Osons-nous mettre en question l’apôtre lorsque nous lisons la liste de 1 Timothée 6.11-12 ? Dirions-nous : « Un instant Paul, tu as laissé de côté le principe d’organisation. Tu as laissé de côté le merveilleux facteur de simplification. Tu as laissé de côté la formule qui permettra de tout mettre en place » ? Bien sûr qu’il l’a fait, car cette formule n’existe pas. Il s’agit d’une justice à voies multiples. La recherche du bonheur n’est certainement pas notre objectif premier. C’est plutôt la recette de l’autosatisfaction émotionnelle, du subjectivisme et de la « communion » mystique égocentrique avec le Christ.

Comment se fait-il que certains enseignants reconnus aient cautionné les livres du Dr Piper ? On peut présumer qu’ils ont apprécié les nombreux sentiments de qualité et qu’ils ont, automatiquement et avec un esprit de grâce, enjambé l’insistance exagérée de l’auteur sur sa grande idée.
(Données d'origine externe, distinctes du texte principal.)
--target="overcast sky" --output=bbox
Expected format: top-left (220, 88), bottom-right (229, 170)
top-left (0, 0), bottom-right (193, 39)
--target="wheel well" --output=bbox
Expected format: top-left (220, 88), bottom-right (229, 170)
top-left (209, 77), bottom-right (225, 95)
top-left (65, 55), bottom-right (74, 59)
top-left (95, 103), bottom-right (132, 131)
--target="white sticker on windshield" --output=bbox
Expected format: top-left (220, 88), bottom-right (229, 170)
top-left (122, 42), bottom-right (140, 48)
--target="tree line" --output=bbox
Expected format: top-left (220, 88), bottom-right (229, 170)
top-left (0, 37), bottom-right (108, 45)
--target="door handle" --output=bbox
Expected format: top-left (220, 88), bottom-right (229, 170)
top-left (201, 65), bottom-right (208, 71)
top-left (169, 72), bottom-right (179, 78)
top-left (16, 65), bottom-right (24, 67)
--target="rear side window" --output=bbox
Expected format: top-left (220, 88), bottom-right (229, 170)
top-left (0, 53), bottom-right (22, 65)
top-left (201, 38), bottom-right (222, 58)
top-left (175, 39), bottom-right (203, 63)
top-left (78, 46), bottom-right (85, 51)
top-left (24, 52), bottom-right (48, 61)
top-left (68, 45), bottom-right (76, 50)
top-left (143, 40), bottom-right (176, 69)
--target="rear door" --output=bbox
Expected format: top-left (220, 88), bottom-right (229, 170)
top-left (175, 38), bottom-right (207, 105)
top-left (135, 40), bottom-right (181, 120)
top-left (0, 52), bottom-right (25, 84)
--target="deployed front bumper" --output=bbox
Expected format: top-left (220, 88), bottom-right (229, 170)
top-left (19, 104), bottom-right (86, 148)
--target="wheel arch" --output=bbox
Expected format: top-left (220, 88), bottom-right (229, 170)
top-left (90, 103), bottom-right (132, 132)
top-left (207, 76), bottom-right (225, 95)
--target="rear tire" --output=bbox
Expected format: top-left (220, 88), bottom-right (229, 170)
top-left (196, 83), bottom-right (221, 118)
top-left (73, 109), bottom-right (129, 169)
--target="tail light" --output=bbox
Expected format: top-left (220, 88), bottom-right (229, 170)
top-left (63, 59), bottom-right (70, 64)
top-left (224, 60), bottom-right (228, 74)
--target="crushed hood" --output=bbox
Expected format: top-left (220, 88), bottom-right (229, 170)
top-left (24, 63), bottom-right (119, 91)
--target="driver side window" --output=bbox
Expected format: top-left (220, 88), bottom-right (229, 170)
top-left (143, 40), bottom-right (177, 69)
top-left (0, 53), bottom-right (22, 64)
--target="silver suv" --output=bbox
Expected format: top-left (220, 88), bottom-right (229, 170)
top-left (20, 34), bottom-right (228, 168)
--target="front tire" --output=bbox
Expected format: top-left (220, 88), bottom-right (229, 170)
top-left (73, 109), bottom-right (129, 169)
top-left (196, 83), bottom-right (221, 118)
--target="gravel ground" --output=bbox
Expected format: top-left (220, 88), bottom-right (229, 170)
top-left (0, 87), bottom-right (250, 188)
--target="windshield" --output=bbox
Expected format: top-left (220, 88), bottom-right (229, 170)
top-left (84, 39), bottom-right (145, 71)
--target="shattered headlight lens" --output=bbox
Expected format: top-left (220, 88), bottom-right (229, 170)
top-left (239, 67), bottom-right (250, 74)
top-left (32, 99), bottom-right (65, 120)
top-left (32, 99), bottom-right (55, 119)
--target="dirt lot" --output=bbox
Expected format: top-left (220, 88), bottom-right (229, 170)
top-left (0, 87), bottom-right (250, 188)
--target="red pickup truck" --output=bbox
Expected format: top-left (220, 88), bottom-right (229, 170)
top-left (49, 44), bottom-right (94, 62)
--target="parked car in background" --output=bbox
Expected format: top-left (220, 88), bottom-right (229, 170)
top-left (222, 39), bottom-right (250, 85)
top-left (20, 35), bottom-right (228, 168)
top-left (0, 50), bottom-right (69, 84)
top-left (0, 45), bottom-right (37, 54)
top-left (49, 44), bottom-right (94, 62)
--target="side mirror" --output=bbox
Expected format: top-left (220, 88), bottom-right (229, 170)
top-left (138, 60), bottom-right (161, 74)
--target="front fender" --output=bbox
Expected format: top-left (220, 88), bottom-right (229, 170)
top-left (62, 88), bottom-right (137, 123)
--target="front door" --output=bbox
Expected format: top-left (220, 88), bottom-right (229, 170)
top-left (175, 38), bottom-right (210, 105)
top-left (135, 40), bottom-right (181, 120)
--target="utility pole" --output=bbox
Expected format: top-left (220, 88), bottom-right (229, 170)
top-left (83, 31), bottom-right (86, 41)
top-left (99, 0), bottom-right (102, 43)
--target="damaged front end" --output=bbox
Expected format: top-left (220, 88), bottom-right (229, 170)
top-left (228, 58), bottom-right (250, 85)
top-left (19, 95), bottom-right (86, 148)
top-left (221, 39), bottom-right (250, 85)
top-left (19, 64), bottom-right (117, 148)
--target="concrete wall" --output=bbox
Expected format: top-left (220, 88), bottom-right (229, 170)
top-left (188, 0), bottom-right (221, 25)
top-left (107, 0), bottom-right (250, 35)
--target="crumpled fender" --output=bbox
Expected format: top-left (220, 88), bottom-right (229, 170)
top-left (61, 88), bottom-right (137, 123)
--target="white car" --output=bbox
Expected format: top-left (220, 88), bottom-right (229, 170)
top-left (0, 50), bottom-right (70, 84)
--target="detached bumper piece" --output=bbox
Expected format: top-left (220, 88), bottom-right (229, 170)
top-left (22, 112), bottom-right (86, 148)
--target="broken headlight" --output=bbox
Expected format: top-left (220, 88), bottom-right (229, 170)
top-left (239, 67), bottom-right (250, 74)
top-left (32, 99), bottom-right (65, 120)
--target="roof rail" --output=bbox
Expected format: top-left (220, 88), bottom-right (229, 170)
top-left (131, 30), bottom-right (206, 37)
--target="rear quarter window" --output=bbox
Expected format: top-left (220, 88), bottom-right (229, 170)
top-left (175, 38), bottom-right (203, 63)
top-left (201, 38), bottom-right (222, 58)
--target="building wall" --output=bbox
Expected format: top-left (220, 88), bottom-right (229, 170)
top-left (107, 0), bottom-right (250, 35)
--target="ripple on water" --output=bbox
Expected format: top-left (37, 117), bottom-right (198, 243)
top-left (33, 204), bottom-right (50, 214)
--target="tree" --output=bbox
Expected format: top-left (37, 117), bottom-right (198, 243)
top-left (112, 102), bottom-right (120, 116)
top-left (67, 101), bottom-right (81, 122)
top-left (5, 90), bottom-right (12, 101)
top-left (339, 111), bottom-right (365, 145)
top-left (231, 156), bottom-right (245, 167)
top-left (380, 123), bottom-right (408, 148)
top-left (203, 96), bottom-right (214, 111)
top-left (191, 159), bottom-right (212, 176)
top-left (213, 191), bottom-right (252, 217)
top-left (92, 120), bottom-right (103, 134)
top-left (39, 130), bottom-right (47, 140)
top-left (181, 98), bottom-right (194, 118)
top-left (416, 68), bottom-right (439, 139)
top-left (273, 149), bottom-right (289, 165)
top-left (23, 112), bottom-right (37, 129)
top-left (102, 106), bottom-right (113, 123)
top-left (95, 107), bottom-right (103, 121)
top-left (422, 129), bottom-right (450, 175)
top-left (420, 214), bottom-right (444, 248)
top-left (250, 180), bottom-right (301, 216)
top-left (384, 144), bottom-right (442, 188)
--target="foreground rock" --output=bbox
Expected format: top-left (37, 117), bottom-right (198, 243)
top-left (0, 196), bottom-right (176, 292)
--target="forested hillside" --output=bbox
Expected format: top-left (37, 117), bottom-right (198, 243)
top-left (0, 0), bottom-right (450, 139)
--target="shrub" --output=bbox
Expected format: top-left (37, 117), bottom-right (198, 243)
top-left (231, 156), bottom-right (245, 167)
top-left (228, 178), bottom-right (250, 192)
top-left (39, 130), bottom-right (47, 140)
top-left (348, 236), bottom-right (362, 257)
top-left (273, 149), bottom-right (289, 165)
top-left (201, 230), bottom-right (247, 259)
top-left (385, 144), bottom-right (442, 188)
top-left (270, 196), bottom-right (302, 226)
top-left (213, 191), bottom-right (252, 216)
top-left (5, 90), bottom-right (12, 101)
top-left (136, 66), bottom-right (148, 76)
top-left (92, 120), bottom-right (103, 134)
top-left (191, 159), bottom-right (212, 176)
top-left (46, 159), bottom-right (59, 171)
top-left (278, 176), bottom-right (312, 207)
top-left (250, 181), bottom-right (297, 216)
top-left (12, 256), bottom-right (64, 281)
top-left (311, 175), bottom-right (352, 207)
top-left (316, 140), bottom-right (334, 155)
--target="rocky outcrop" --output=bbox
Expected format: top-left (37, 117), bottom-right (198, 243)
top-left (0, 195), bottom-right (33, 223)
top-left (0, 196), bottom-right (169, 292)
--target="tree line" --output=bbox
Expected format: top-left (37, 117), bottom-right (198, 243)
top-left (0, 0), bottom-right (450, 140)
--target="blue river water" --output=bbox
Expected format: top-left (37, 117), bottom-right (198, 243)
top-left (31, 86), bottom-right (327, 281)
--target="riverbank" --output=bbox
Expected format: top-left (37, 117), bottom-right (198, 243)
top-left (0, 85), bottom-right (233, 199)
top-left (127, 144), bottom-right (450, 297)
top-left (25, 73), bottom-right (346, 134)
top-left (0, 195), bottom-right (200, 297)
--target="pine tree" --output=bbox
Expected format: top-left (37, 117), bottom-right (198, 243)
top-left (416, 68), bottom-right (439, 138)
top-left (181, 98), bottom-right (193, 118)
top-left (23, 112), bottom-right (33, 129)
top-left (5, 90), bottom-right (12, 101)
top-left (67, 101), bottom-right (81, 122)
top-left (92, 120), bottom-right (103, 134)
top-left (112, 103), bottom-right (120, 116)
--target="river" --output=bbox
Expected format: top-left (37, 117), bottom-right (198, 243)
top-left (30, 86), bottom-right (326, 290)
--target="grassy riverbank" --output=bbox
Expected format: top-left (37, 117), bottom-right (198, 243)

On ne peut pas toujours attendre des examinateurs qu’ils se mettent à la place d’étudiants et de jeunes croyants qui risquent de fonder toute leur approche de la vie sur un système de ce type.

1 Si nous excluons Blaise Pascal, le philosophe et mystique français du dix-septième siècle.

2 Voyez l’article : « Contrastes de la terre et du Ciel ».

3 « Pour toi, homme de Dieu, fuis ces choses, et recherche la justice, la piété, la foi, la charité, la patience, la douceur. Combats le bon combat de la foi, saisis la vie éternelle, à laquelle tu as été appelé, et pour laquelle tu as fait une belle confession en présence d’un grand nombre de témoins » (1 Timothée 6:11-12).  « Mais le fruit de l’Esprit, c’est l’amour, la joie, la paix, la patience, la bonté, la bénignité, la fidélité, la douceur, la tempérance ; la loi n’est pas contre ces choses » (Galates 5.22-23).

Note finale :

Le point de départ du Dr Piper dans « Prendre plaisir en Dieu » est la volonté de réunir les deux parties de la réponse célèbre à la question du Petit catéchisme de Westminster : « Quelle est le but principal de la vie de l’homme ? » Réponse : «  Le but principal de la vie de l’homme est de glorifier Dieu, et de trouver en Lui son bonheur éternel ». L’idée particulière du Dr Piper est de supprimer la virgule de façon à ce que glorifier Dieu et trouver son bonheur en Lui soient une seule et même chose. Ayant forcé les règles de la littérature, il fait de cette compréhension le fondement de tout son système. Il serait peut-être préférable d’examiner cette idée, avec les Écritures qui la justifient, dans un article séparé, mais l’explication de Piper s’éloigne clairement des intentions des théologiens de Westminster.